After the White House, the pills and alcohol took hold.
When Jimmy Carter beat President Ford in the 1976 presidential election, Betty’s time in the White House—and the spotlight—suddenly ended. The Fords moved to Rancho Mirage, California, a tony community near Palm Springs where they’d vacationed with friends for years, with hopes of enjoying retirement. For Betty, it was a difficult transition. Her husband, in high demand on the speech circuit, traveled almost constantly. And with all four children grown and living independently, Betty was often alone—and lonely.

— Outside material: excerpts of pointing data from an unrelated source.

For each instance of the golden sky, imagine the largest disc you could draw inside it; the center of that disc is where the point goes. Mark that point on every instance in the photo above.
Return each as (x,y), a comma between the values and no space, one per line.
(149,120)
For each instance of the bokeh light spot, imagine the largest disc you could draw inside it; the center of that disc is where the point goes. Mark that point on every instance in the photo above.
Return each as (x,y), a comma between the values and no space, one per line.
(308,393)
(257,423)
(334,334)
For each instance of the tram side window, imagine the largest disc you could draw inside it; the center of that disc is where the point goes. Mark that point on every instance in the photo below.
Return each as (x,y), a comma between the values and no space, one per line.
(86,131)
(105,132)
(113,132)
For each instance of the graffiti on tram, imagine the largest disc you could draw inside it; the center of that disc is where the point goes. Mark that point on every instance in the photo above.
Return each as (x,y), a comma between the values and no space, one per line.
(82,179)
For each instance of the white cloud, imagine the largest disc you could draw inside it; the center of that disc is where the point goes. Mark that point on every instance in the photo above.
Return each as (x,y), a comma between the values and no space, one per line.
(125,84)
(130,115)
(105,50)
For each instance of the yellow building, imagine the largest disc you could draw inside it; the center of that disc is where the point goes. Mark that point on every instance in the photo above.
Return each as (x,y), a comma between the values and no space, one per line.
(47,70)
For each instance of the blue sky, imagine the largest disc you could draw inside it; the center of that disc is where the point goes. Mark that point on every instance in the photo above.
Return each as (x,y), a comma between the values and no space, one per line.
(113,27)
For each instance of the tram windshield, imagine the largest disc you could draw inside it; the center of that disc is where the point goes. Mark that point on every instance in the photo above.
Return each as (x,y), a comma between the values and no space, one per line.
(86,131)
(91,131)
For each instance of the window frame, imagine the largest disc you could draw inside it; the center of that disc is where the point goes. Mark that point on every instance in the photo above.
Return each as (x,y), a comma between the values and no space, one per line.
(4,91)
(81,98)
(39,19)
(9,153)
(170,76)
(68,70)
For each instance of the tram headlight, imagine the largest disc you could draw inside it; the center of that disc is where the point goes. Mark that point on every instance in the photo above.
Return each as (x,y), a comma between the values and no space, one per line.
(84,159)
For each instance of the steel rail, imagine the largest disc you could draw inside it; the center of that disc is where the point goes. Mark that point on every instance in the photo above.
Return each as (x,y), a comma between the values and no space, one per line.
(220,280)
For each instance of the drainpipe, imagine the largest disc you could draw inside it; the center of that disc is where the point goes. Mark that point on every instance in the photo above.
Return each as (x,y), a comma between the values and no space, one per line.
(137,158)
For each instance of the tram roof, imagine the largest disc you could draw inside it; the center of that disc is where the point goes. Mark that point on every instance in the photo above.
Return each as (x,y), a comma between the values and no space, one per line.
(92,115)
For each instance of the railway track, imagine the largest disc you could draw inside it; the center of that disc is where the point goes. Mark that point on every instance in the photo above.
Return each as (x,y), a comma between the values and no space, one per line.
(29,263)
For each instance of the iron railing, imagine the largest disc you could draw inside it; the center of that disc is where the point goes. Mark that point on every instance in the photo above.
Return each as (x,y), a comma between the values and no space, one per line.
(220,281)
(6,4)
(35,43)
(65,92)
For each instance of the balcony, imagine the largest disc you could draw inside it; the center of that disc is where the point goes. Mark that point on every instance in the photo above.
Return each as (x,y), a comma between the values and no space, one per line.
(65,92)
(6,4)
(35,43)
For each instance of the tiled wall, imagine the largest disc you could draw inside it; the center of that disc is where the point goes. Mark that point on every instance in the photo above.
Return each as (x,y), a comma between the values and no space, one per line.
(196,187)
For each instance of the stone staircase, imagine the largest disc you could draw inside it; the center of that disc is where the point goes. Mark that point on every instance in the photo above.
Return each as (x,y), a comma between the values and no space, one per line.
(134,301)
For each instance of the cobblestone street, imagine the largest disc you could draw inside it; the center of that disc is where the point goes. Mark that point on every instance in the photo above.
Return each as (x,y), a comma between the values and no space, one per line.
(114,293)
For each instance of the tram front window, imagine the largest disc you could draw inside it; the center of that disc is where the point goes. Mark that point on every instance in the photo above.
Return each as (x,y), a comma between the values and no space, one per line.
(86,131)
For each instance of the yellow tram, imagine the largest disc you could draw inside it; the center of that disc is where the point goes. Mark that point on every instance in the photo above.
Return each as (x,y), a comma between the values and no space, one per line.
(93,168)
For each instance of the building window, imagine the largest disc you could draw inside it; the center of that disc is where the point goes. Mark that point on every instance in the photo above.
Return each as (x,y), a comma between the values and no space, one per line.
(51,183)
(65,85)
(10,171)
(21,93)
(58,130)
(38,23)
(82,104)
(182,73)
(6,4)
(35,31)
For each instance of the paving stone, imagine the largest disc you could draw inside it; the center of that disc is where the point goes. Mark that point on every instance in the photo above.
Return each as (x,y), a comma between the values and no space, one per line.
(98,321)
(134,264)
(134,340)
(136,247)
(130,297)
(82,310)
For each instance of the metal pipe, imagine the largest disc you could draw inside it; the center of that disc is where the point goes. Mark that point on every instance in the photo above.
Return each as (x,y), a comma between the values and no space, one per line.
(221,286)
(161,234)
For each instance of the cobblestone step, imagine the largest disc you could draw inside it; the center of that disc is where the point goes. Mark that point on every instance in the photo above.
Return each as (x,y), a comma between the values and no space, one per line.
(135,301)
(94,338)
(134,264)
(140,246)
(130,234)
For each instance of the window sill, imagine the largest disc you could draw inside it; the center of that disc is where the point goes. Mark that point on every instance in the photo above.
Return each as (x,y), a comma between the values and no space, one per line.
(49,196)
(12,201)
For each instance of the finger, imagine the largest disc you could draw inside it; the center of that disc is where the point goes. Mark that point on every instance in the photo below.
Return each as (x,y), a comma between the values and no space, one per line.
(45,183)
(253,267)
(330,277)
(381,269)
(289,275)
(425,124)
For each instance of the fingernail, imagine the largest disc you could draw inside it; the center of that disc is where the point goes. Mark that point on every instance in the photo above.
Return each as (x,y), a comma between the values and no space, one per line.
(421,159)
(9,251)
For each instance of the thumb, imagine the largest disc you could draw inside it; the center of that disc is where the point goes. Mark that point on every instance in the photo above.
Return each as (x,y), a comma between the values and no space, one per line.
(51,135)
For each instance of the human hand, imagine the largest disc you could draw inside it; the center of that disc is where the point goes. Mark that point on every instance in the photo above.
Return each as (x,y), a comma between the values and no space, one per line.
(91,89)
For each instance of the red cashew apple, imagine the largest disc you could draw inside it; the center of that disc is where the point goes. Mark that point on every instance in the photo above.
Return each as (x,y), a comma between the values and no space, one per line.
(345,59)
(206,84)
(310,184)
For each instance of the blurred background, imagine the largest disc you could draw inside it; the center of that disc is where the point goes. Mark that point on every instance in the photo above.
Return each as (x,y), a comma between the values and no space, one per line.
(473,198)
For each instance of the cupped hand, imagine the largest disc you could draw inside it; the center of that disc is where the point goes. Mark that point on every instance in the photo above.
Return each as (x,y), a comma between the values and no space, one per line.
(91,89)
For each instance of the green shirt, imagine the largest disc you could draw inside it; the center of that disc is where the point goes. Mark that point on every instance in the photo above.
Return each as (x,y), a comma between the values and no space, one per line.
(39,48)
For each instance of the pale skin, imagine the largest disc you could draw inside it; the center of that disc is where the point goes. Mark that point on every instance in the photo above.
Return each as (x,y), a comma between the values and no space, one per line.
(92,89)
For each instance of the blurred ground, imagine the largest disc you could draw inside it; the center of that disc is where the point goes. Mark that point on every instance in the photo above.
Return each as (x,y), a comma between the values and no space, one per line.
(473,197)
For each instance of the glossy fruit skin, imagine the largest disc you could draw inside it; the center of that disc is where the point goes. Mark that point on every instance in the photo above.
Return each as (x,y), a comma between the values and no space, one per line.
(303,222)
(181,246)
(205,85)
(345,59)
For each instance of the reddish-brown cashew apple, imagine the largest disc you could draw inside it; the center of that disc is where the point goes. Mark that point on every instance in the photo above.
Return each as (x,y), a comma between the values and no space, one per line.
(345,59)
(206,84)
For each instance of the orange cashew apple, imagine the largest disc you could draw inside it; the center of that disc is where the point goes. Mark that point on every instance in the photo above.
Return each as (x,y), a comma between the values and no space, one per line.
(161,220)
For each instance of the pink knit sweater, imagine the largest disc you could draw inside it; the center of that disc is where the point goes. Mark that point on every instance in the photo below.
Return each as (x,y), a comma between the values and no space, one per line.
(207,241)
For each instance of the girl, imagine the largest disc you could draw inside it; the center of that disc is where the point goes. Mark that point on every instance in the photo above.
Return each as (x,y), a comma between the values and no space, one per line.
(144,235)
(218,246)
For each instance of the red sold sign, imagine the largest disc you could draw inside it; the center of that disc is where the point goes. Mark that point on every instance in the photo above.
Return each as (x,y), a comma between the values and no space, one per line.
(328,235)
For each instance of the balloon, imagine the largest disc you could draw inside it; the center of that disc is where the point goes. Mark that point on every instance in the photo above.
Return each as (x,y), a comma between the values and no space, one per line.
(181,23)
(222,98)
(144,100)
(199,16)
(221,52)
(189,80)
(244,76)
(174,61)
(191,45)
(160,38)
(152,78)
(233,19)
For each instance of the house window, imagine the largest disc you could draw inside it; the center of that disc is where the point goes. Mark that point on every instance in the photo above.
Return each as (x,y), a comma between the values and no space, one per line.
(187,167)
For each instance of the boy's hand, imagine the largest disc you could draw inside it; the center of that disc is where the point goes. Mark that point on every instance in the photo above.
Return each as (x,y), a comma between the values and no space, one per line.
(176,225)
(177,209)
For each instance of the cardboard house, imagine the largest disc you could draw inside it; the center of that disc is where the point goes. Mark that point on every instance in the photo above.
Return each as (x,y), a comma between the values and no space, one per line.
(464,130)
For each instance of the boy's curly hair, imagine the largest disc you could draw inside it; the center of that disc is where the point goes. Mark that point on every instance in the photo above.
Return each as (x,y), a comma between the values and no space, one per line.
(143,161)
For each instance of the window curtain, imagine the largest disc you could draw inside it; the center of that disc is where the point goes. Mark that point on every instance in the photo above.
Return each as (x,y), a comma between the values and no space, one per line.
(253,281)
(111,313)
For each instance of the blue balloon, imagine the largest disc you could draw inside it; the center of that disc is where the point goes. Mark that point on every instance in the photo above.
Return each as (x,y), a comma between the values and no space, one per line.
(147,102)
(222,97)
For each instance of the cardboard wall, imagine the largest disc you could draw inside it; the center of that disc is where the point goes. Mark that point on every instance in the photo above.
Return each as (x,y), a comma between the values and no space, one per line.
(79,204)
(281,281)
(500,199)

For the previous 23 years, Betty had suffered chronic pain due to a pinched nerve in her neck. Over the years, doctors had prescribed ever-increasing strengths of pain medication along with Valium to ease her bouts of depression and anxiety. And at the White House, that continued, with the White House physician, Dr. William Lukash, providing Betty with a myriad of pills to ease whatever ailments she had. Like millions of other Americans, Betty presumed that if the doctor prescribed her something, it was safe. There was no warning that her nightly vodka-and-tonic could be detrimental—even dangerous—when mixed with the medication she was taking.
The combination of loneliness, depression, chronic pain, alcohol and prescription pills sent Betty spiraling downward, to the point where her family barely recognized her. Susan, the youngest of the Ford’s children and only daughter, noticed that her mother, who had always moved with a dancer’s grace, had become clumsy and shuffled her feet when she walked. Frequently, she slurred her speech; and many days, she stayed in her bathrobe. One day, Caroline Coventry, Betty’s personal assistant at the time, discovered a stash of prescription bottles. “The amount of medicine was staggering,” she recalled. Coventry wrote down all the medication—it filled three legal pages—and boldly confronted Betty’s personal physician in Rancho Mirage. His response? He thought he’d lose the former first lady as a patient if he didn’t give her what she asked for.
Everyone around Betty—her husband, her children, her friends—realized something was wrong. They just didn’t know what to do, or how to fix it.